Seeds of Peace

Candles lit at temple. Image courtesy Galyna Andrushko/shutterstock.com

Candles lit at temple. Image courtesy Galyna Andrushko/shutterstock.com

“What did you do on your summer vacation?” 

Even now students may be answering that question in essays at the start of this new school year. Maybe you wrote such a paper years ago. No matter what you did or where you went this past summer, it was almost impossible to escape the heaviness of the headlines. #BringBackOurGirls has become a distant refrain, almost forgotten beneath the crush of summer tragedies: 

Thousands of children traveled alone from Central American countries to enter the U.S. as refugees. Ebola deaths spread to more West African nations killing hundreds including many health workers.

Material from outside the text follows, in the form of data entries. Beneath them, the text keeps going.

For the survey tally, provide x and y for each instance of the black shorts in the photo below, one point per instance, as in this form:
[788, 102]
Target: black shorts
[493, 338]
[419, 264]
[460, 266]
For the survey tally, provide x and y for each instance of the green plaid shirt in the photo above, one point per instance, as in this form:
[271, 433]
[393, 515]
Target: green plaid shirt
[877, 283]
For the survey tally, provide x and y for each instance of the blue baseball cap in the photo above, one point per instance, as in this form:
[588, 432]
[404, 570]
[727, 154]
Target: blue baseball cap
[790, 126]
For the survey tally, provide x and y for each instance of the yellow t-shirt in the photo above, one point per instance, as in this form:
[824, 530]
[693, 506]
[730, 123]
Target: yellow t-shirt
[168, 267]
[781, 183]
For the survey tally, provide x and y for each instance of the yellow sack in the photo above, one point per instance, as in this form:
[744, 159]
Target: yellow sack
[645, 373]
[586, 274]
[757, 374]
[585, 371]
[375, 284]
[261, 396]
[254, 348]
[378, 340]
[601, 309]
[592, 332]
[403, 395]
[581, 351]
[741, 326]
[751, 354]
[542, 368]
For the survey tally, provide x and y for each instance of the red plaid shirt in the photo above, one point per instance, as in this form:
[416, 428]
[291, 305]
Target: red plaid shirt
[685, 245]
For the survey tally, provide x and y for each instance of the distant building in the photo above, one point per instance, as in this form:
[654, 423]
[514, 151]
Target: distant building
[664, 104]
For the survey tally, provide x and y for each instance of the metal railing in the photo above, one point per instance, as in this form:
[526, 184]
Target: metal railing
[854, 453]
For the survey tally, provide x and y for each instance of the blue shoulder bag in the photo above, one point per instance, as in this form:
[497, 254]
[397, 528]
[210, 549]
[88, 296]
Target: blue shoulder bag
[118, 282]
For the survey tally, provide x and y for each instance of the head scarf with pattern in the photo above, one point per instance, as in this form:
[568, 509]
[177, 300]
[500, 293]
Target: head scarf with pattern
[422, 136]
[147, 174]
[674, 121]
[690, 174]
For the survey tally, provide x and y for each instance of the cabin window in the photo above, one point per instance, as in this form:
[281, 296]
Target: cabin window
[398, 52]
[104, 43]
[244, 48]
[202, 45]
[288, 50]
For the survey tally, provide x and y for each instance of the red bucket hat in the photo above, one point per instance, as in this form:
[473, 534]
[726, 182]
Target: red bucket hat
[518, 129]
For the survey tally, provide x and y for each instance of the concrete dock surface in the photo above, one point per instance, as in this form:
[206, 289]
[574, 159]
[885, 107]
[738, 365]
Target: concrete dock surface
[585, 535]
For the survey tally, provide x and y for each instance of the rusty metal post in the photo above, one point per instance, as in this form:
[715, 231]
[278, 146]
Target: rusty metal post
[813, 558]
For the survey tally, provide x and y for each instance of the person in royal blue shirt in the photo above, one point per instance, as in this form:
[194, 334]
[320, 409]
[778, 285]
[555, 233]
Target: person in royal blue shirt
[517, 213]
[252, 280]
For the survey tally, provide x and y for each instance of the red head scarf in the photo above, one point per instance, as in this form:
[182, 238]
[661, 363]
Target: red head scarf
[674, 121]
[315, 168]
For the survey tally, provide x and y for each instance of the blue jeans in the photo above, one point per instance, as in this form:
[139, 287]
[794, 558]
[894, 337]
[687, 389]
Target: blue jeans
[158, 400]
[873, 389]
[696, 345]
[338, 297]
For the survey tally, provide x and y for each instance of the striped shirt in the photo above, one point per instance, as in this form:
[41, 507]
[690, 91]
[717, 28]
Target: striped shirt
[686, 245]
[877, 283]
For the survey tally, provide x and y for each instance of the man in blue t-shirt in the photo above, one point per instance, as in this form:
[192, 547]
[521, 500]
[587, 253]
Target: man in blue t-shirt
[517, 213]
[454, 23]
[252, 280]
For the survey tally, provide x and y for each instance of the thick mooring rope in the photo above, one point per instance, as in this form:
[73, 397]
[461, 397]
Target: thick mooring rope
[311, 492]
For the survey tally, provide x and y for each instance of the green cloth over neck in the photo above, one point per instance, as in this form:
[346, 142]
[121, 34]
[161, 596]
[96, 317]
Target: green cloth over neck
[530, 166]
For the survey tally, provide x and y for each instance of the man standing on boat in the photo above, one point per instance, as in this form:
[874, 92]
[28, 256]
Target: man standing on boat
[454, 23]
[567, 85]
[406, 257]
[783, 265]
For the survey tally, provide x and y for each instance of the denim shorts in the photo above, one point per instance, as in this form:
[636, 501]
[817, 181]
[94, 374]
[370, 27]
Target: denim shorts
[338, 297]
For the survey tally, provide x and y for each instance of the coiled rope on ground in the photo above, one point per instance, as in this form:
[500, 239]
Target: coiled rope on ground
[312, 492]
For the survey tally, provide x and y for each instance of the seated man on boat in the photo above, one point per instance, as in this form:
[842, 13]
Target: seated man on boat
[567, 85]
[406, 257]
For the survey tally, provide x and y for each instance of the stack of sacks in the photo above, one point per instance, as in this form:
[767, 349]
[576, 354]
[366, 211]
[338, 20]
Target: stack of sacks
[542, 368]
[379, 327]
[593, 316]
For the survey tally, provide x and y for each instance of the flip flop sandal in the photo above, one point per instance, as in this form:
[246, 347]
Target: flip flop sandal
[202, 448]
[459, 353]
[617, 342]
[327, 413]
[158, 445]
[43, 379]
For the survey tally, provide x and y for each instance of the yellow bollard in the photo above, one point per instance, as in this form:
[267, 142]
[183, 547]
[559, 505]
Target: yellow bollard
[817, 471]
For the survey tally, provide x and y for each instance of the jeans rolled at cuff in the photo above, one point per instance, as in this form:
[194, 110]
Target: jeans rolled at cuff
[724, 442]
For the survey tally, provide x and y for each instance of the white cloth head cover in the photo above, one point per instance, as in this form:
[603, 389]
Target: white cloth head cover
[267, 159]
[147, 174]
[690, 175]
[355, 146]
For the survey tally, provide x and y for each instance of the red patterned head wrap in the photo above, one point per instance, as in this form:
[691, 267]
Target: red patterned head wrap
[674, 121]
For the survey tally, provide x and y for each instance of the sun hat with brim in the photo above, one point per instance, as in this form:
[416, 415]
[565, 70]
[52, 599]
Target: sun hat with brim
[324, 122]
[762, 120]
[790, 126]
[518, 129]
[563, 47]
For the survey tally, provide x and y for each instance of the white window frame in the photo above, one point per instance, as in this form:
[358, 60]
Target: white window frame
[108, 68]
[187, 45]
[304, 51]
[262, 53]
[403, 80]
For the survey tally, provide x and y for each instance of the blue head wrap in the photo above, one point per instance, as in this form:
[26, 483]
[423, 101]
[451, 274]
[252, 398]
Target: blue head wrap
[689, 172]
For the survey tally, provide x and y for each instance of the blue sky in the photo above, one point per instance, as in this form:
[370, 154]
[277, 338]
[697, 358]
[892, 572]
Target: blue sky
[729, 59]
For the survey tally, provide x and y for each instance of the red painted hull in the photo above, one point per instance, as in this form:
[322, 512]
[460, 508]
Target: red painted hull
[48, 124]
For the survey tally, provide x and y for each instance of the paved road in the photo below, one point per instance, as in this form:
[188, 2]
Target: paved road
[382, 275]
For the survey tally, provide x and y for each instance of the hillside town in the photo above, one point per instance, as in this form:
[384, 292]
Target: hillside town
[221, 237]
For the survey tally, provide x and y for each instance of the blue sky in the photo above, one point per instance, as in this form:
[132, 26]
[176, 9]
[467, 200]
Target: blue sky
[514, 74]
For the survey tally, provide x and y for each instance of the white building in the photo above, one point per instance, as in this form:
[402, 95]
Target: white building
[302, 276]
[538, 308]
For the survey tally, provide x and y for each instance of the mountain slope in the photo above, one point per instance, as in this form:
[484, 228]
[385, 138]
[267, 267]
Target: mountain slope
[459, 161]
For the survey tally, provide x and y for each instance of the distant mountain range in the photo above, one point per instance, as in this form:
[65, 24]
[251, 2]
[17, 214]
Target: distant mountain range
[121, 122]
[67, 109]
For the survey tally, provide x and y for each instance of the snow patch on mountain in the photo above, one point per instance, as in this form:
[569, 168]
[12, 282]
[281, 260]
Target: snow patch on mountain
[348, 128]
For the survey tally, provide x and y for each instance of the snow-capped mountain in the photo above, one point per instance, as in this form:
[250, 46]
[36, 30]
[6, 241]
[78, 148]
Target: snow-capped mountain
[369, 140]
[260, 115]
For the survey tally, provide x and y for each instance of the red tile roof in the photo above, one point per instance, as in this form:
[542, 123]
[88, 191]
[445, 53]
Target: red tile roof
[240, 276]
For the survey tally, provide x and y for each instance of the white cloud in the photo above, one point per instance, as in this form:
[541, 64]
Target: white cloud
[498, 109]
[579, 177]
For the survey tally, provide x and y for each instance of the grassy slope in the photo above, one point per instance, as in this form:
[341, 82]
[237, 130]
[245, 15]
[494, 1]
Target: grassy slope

The forces of ISIS, intent on carving out an Islamic caliphate, took over major Iraqi cities and beheaded a U.S. journalist in SyriaRussia usurped Crimea and threatened the rest of Ukraine. The U.N. refugee agency announced in late August that “the number of refugees, asylum-seekers and internally displaced people worldwide has, for the first time in the post-World War II era, exceeded 50 million people.” Gaza has been reduced to rubble while Hamas rockets still fly toward Israeli cities. Michael Brown, an eighteen-year-old African American man who might have started college this week, was shot and killed by a white police officer in the waning days of August.  

After such a summer, how can we do anything but scoff at Paul’s words from Romans?